The term “carpetbagging” is used most often in politics, describing someone who seeks election in a geographical area where they have no connection. We can extend it to any setting where outsiders enter and pretend as if they are a “local,” know what they are talking about, are qualified to speak on local matters.
The carpetbagging conversation in science relates to debates about expertise, who should and shouldn’t speak on a given topic, etc. This is a messy topic, and beyond the scope of anything that I care to speak about now (more than I already have, that is).

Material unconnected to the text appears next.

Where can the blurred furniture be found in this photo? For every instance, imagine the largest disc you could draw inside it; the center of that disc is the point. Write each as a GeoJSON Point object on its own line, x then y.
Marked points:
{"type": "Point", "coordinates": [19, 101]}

The reason that I bring this up?
Well, early in the COVID-19 pandemic, I was afraid to comment on the COVID-19 pandemic (as in, offer original insight), both because of fear of being a carpetbagger, and because of good-old-fashioned imposter syndrome (What could I really offer? Me? No way).
And so my early work on SARS-CoV-2 lived in science communication and outreach, trying to explain some basic properties of the virus to the public (these efforts led by Prof. Pleuni Pennings, in collaboration with Senay Yitbarek). Scientific communication isn’t any less smart than original science, and if my contributions had ended there, I would have been satisfied (I mean that).
But as the pandemic progressed through the spring, I started to feel an itch.
Specifically, questions arose and persisted about the ways that SARS-CoV-2 was being transmitted from person to person…or from object to person.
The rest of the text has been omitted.